The inflammation implicated in RA pathogenesis is associated with GPCR activation by pro-inflammatory agonists, such as cytokines (TNF-α and IL-1) and prostaglandins (PGE2). CP-25, which is a new ester derivative of Pae, inhibited the serum PGE2 and TNF-α levels while decreasing the polyarthritis index and improving the histopathological score in a rat RA model. The efficacy of CP-25 is similar to that of MTX, which is the main anti-rheumatic drug treatment for patients with active RA [38]. CP-25 inhibited and enhanced the activation of M1 and M2 macrophages, respectively, by modulating the balance between pro- and anti-inflammatory cytokines and, consequently, IL-17 production. In addition, CP-25 suppressed the receptor activator of nuclear factor kappa B ligand and matrix metalloproteinase 9 expression, which enhanced its anti-osteoclastic effects [20]. The present study showed that CP-25 suppressed FLS proliferation (both in vitro and in vivo) and PGE2 and TNF-α secretion in AA rats, which was accompanied by the up- and down-regulation of the membrane EP4 and GRK2 protein levels, respectively, in FLSs. Thus, CP-25 blocks AA progression in rats by restoring normal immune function and inhibiting abnormal FLS proliferation via modulation of GRK2/EP4 receptor expression. Interesting, we previously showed that EP4 receptor expression was increased in splenic T cells from AA rats and that this observation was reversed by CP-25 treatment [39], implying that EP4 receptor expression varies between FLS and T cells in AA.

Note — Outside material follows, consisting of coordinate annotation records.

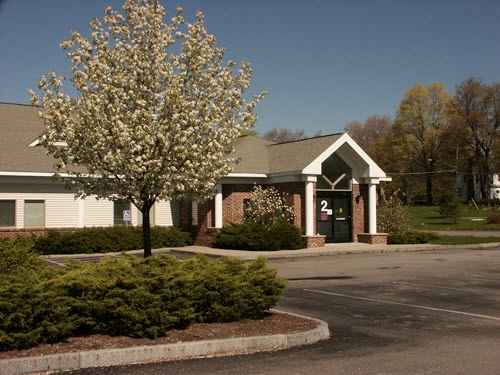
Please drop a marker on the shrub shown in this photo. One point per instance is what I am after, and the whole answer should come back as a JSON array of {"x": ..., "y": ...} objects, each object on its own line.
[
  {"x": 267, "y": 206},
  {"x": 108, "y": 239},
  {"x": 493, "y": 219},
  {"x": 412, "y": 237},
  {"x": 450, "y": 205},
  {"x": 134, "y": 297},
  {"x": 393, "y": 216},
  {"x": 259, "y": 237}
]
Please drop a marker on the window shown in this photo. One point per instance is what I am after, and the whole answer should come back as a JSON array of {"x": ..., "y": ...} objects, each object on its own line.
[
  {"x": 34, "y": 213},
  {"x": 118, "y": 208},
  {"x": 7, "y": 213}
]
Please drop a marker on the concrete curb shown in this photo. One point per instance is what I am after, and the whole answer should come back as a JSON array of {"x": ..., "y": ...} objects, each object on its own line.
[{"x": 167, "y": 352}]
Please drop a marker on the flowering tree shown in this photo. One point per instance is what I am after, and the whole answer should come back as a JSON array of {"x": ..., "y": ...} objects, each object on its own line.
[
  {"x": 267, "y": 206},
  {"x": 148, "y": 124}
]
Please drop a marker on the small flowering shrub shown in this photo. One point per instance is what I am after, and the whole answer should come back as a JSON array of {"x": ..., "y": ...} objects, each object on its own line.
[
  {"x": 493, "y": 219},
  {"x": 267, "y": 206},
  {"x": 393, "y": 216}
]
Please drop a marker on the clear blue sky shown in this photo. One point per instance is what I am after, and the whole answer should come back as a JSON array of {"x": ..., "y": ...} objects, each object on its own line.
[{"x": 324, "y": 63}]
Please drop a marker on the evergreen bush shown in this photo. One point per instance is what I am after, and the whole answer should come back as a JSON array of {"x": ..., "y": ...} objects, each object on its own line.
[
  {"x": 259, "y": 237},
  {"x": 108, "y": 239},
  {"x": 129, "y": 296}
]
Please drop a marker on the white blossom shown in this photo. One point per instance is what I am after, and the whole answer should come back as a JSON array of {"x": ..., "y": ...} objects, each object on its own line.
[{"x": 150, "y": 121}]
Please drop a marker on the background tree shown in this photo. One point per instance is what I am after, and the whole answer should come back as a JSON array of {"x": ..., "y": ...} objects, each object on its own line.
[
  {"x": 287, "y": 135},
  {"x": 157, "y": 109},
  {"x": 422, "y": 123},
  {"x": 374, "y": 136},
  {"x": 476, "y": 123}
]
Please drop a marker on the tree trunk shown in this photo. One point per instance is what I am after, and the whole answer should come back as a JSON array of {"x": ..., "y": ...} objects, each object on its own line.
[
  {"x": 429, "y": 189},
  {"x": 146, "y": 230}
]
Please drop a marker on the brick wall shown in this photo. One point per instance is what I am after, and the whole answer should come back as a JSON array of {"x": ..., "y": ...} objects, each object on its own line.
[{"x": 359, "y": 210}]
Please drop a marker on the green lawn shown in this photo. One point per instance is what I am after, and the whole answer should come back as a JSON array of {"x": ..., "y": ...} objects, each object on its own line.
[{"x": 427, "y": 218}]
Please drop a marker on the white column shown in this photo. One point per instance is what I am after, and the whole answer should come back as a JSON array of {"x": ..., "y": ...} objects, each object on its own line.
[
  {"x": 372, "y": 208},
  {"x": 81, "y": 213},
  {"x": 218, "y": 206},
  {"x": 309, "y": 206}
]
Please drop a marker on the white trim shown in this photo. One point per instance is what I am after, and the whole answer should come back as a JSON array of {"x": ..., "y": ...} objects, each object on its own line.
[
  {"x": 309, "y": 207},
  {"x": 26, "y": 174},
  {"x": 218, "y": 206},
  {"x": 247, "y": 175}
]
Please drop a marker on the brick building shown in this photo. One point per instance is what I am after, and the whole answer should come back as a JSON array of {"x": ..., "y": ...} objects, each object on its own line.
[{"x": 330, "y": 181}]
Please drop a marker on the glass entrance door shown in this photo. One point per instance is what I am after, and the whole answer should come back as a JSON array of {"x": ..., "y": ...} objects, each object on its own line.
[{"x": 333, "y": 215}]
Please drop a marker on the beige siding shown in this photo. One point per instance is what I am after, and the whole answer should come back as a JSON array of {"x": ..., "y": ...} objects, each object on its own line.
[
  {"x": 63, "y": 210},
  {"x": 98, "y": 212},
  {"x": 60, "y": 206},
  {"x": 167, "y": 213}
]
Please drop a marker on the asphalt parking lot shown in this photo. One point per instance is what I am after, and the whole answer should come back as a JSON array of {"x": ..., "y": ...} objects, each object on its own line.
[{"x": 429, "y": 312}]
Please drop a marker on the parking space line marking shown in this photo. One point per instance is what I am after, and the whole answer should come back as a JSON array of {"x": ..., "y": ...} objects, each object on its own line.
[
  {"x": 403, "y": 304},
  {"x": 445, "y": 287},
  {"x": 486, "y": 277}
]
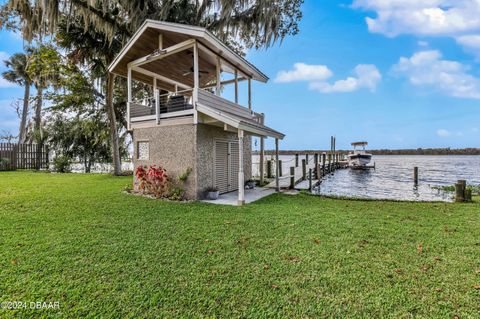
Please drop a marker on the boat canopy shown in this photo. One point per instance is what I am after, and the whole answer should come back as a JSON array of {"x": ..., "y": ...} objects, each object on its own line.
[{"x": 359, "y": 143}]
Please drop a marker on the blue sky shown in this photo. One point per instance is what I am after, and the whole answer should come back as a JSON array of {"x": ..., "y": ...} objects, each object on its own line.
[{"x": 398, "y": 73}]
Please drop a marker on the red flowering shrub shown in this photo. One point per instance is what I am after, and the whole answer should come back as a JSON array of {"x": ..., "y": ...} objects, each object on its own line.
[{"x": 153, "y": 181}]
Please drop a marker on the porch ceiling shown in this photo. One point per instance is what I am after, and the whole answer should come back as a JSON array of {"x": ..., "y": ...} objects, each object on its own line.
[
  {"x": 249, "y": 125},
  {"x": 146, "y": 41}
]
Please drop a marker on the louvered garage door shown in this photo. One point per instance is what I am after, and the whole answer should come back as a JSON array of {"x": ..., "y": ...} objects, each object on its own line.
[
  {"x": 226, "y": 166},
  {"x": 233, "y": 167},
  {"x": 221, "y": 166}
]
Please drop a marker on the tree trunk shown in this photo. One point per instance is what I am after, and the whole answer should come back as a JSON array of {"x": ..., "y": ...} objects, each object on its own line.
[
  {"x": 38, "y": 134},
  {"x": 38, "y": 116},
  {"x": 117, "y": 169},
  {"x": 23, "y": 122}
]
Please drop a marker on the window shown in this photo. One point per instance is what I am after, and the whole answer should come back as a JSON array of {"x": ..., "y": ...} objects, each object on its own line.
[{"x": 143, "y": 151}]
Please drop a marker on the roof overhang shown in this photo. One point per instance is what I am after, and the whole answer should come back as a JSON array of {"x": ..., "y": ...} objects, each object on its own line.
[
  {"x": 205, "y": 38},
  {"x": 239, "y": 122}
]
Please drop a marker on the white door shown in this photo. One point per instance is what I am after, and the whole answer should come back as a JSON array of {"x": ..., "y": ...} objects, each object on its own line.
[{"x": 226, "y": 165}]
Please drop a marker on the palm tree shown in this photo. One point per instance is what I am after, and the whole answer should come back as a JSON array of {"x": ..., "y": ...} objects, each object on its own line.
[
  {"x": 18, "y": 74},
  {"x": 258, "y": 23}
]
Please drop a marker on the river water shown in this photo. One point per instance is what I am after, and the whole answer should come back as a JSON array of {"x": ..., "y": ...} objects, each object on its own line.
[{"x": 393, "y": 177}]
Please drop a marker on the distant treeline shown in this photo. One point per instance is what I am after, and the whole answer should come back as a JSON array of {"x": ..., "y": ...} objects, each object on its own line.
[{"x": 418, "y": 151}]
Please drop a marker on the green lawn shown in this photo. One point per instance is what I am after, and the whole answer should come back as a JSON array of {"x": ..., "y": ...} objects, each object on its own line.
[{"x": 79, "y": 240}]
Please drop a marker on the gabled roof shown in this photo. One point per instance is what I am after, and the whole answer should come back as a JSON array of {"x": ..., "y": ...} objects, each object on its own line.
[{"x": 205, "y": 37}]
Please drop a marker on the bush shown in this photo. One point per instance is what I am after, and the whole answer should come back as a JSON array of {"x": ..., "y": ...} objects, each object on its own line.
[
  {"x": 62, "y": 163},
  {"x": 153, "y": 181}
]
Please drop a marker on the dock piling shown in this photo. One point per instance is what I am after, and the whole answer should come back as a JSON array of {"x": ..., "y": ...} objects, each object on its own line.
[
  {"x": 415, "y": 175},
  {"x": 304, "y": 169},
  {"x": 310, "y": 180},
  {"x": 459, "y": 192},
  {"x": 292, "y": 177},
  {"x": 269, "y": 169}
]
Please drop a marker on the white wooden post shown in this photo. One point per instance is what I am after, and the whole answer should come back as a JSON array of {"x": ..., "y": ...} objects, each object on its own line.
[
  {"x": 277, "y": 168},
  {"x": 262, "y": 152},
  {"x": 157, "y": 105},
  {"x": 241, "y": 176},
  {"x": 129, "y": 95},
  {"x": 196, "y": 82},
  {"x": 236, "y": 86},
  {"x": 218, "y": 85},
  {"x": 250, "y": 94}
]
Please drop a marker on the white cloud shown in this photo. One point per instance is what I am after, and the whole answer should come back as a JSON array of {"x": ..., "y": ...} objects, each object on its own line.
[
  {"x": 459, "y": 19},
  {"x": 426, "y": 17},
  {"x": 367, "y": 76},
  {"x": 304, "y": 72},
  {"x": 427, "y": 68},
  {"x": 3, "y": 56},
  {"x": 5, "y": 84},
  {"x": 443, "y": 133},
  {"x": 422, "y": 43},
  {"x": 471, "y": 43}
]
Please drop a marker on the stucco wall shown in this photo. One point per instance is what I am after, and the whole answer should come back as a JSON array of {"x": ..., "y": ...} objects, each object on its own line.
[
  {"x": 172, "y": 147},
  {"x": 206, "y": 135},
  {"x": 178, "y": 147}
]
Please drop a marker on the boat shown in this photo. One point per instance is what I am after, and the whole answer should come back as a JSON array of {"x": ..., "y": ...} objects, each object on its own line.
[{"x": 359, "y": 158}]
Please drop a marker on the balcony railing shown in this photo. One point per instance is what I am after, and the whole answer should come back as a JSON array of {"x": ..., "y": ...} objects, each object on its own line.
[{"x": 179, "y": 103}]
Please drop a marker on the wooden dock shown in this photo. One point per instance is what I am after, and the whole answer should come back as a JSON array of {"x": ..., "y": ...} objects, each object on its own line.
[{"x": 307, "y": 171}]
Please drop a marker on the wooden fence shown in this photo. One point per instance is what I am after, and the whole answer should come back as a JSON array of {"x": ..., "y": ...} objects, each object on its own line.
[{"x": 23, "y": 156}]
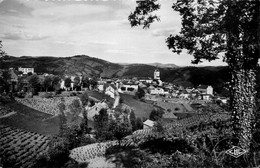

In summary, here, we demonstrated for the first time that GRK2 expression, agonist-stimulated EP4 receptor desensitization, and the resultant perturbation of FLS proliferation and cytokine (TNF-α) and PGE2 secretion promote RA progression. CP-25 reversed these effects, thus blocking AA development and progression. Our results demonstrate that CP-25 is a promising new drug for the soft regulation of the inflammatory immune responses contributing to RA progression.